Capitol Police deny claim officers spy on Republicans
WASHINGTON — A year after the Jan. 6 insurrection, U.S. Capitol Police officers are facing increasingly heated and baseless allegations from House Republicans that the department’s officers are operating as politically driven spies. The rhetoric is complicating the force’s effort to win back public confidence.
The latest tumult occurred Tuesday, when Rep. Troy Nehls of Texas accused the Capitol Police of having “illegally” investigated his office in November.

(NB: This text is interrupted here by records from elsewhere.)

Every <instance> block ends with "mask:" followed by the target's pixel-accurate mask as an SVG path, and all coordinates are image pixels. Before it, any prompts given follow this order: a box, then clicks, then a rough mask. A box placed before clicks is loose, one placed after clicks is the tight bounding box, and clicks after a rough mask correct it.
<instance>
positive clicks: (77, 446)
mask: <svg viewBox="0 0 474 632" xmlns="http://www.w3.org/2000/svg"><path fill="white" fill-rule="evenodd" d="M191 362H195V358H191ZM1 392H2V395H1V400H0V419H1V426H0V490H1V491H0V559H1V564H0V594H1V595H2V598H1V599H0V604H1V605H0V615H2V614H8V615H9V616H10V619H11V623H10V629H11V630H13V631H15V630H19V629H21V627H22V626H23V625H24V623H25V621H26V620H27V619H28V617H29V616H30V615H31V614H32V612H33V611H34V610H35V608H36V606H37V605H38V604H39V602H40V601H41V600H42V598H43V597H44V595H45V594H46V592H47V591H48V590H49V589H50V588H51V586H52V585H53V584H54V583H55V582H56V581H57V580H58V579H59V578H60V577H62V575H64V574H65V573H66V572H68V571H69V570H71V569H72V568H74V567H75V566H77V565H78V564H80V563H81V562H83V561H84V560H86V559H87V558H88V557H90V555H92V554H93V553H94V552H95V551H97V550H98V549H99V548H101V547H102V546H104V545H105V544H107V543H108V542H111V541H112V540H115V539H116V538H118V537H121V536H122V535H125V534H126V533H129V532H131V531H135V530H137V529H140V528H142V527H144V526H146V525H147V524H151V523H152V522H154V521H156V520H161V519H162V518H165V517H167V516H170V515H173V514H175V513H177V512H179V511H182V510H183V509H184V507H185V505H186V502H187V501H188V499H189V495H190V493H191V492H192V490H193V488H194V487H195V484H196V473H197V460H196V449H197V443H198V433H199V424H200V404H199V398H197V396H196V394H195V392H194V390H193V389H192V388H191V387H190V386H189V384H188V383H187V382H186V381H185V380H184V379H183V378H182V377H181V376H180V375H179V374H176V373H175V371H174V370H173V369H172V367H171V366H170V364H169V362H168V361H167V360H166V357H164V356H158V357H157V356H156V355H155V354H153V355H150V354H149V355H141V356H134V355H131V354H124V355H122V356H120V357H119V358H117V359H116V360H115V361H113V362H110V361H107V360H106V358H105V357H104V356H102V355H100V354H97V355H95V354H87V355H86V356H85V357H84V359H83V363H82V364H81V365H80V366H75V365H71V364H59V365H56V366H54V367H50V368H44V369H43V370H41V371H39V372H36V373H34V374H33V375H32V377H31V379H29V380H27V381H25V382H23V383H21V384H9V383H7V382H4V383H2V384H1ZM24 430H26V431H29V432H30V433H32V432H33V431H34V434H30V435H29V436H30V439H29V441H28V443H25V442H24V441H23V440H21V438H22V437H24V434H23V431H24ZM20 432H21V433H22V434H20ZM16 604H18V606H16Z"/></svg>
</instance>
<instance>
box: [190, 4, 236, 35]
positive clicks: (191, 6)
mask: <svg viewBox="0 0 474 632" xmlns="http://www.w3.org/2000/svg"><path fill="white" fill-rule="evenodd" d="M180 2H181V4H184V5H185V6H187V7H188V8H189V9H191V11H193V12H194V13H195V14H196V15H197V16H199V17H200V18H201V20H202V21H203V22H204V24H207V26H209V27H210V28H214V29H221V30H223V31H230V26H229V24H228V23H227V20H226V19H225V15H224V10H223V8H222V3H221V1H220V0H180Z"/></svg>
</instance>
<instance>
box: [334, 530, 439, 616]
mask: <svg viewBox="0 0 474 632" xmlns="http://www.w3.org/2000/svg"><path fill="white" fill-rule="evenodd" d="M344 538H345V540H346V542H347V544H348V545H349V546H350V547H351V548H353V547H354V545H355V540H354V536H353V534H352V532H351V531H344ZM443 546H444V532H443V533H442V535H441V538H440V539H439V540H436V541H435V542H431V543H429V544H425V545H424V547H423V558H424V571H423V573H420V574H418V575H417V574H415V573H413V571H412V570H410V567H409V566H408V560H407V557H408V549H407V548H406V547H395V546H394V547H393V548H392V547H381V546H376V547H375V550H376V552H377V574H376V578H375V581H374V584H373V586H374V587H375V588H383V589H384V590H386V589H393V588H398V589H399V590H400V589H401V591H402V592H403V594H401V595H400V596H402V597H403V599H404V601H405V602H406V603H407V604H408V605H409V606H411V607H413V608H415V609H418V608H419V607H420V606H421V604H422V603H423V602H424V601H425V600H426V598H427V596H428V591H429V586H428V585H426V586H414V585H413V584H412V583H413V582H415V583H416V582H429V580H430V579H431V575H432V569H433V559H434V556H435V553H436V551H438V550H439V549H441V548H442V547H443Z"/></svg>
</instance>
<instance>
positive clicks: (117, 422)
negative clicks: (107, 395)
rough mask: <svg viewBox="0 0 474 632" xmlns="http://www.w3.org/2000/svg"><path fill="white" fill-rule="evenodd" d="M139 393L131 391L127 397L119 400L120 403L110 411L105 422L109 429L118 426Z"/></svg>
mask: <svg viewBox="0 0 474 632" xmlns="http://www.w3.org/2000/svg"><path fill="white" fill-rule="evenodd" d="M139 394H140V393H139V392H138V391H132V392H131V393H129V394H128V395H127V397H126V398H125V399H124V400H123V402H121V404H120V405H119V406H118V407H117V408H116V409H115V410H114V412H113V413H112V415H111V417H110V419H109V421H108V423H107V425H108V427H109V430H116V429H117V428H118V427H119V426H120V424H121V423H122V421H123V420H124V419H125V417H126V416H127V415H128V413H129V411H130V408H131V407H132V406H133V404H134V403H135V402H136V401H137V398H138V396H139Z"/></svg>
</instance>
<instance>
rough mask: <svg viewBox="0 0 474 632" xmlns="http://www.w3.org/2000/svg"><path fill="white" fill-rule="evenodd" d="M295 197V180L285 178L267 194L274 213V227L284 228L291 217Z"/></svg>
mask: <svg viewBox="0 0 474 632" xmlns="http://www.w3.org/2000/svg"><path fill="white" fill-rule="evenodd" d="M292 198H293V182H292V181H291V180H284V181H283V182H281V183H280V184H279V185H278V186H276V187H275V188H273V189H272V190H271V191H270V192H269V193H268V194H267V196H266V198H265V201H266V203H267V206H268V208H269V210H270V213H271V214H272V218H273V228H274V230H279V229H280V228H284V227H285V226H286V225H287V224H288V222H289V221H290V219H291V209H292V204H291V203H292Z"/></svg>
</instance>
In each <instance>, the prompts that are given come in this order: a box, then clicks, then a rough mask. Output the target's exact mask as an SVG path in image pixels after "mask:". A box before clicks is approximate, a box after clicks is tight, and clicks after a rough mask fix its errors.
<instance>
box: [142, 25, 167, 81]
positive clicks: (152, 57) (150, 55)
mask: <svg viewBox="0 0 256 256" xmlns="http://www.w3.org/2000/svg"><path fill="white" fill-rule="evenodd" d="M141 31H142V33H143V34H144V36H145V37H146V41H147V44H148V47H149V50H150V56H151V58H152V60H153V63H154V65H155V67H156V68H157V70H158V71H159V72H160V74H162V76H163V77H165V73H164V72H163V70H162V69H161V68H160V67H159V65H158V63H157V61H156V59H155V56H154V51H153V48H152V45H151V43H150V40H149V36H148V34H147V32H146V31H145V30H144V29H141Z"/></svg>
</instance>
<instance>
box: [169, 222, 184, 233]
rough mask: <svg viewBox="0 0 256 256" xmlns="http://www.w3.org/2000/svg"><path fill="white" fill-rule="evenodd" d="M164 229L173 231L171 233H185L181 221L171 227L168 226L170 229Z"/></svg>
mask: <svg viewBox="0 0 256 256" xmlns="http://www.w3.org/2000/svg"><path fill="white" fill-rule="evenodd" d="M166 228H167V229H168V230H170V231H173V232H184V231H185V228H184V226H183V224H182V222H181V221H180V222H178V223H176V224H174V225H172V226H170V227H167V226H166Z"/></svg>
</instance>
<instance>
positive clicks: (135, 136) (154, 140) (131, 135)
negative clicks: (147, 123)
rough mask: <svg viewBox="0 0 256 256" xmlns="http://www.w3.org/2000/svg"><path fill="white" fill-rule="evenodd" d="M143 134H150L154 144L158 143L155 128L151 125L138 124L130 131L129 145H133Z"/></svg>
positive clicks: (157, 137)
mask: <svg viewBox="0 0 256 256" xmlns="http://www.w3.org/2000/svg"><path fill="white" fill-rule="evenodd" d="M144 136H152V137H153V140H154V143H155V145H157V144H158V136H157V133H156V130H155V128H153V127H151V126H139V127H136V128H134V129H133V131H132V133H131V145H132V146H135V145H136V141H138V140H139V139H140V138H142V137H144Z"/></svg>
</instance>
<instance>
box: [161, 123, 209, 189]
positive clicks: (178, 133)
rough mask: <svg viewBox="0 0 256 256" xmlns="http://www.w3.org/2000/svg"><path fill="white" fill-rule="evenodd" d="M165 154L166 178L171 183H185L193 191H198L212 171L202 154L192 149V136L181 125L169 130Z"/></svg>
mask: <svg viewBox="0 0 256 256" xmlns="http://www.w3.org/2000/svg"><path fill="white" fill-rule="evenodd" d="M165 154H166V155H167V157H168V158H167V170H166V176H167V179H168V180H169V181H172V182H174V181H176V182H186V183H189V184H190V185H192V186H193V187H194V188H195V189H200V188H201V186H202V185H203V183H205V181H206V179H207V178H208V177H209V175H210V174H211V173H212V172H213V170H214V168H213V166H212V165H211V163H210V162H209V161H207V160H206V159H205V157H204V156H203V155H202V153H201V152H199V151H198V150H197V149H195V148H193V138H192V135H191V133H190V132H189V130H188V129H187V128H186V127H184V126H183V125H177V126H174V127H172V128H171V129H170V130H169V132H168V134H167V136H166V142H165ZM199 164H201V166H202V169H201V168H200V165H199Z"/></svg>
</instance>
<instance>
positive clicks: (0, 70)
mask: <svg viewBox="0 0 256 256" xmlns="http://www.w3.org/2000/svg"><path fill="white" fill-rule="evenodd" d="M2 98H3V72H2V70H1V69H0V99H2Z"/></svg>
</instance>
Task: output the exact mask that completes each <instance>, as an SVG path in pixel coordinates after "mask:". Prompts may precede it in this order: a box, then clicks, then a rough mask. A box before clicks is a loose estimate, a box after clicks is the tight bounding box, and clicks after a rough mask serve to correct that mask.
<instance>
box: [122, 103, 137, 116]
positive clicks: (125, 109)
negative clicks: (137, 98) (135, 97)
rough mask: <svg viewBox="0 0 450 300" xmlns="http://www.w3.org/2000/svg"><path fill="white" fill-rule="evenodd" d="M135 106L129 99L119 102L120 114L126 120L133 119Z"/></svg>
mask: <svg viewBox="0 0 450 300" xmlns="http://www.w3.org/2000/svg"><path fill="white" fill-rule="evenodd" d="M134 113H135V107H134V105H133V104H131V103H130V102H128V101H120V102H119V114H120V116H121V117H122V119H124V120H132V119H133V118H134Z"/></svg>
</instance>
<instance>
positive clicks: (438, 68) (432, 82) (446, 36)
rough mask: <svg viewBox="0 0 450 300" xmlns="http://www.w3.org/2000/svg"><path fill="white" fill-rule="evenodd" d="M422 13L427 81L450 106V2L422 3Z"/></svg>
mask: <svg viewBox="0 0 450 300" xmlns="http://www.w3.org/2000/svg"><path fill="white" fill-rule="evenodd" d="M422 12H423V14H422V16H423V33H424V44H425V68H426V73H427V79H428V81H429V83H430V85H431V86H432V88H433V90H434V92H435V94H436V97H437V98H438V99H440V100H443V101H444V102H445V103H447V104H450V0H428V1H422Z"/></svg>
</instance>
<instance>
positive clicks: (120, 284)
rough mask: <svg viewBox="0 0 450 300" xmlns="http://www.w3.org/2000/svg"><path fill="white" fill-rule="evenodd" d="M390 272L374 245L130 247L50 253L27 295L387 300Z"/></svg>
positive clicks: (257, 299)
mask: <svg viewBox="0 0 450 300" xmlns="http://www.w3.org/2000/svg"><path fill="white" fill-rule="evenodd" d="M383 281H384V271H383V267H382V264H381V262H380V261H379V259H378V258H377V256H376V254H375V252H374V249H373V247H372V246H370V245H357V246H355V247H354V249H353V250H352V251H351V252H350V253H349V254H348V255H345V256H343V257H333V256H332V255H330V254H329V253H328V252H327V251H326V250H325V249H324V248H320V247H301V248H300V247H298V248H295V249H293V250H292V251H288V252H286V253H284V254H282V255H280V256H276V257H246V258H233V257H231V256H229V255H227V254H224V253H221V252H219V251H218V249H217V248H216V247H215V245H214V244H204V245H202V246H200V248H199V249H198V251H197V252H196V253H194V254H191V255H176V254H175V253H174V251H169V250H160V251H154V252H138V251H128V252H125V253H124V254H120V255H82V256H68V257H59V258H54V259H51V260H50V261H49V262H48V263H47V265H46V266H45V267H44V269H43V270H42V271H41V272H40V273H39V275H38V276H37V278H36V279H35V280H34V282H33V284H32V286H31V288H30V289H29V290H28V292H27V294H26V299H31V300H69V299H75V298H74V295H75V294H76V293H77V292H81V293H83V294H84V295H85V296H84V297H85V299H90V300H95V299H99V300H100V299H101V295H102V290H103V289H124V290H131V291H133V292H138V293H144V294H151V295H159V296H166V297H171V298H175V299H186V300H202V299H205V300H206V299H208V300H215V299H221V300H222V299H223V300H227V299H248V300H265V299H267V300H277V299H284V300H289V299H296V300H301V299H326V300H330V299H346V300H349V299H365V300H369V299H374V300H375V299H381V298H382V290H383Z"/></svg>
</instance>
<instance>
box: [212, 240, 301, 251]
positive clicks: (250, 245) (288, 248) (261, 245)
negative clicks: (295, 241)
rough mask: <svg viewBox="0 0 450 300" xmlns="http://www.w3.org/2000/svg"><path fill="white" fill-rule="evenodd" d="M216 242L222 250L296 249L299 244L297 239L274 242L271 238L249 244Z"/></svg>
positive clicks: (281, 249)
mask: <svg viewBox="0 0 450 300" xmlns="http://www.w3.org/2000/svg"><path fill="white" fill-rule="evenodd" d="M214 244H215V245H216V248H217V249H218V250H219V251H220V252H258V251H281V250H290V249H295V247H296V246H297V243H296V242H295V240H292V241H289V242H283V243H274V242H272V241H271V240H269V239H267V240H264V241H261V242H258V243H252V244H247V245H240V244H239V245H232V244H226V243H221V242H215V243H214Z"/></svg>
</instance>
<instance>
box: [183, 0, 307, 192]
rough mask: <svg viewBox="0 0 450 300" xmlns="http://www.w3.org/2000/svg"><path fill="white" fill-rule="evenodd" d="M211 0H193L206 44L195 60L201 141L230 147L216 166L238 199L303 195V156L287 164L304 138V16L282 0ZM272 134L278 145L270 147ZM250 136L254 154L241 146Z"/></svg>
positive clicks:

Both Nehls and the police agree on basic facts about the incident in question that indicate no laws were broken when an officer entered Nehls’ office.
But in a Fox News interview, Nehls alleged House Speaker Nancy Pelosi, a Democrat, “is weaponizing the U.S. Capitol Police to investigate me, to try to silence me, intimidate me, and quite honestly, to destroy me.” He provided no evidence for that claim and Pelosi noted Wednesday that she has “no power over the Capitol Police.”
While far more attention has been paid to the committee looking back at the insurrection, the U.S. Capitol Police is undergoing a quieter reform process to fix its intelligence and operational failures on Jan. 6. The department is collecting more data and changing its processes for sharing and acting on information about threats.
U.S. Capitol Police Chief Tom Manger strenuously denied that his officers spied on Nehls, a former sheriff of Fort Bend County in suburban Houston. Promoting that unfounded theory could put his officers at increased risk, Manger said.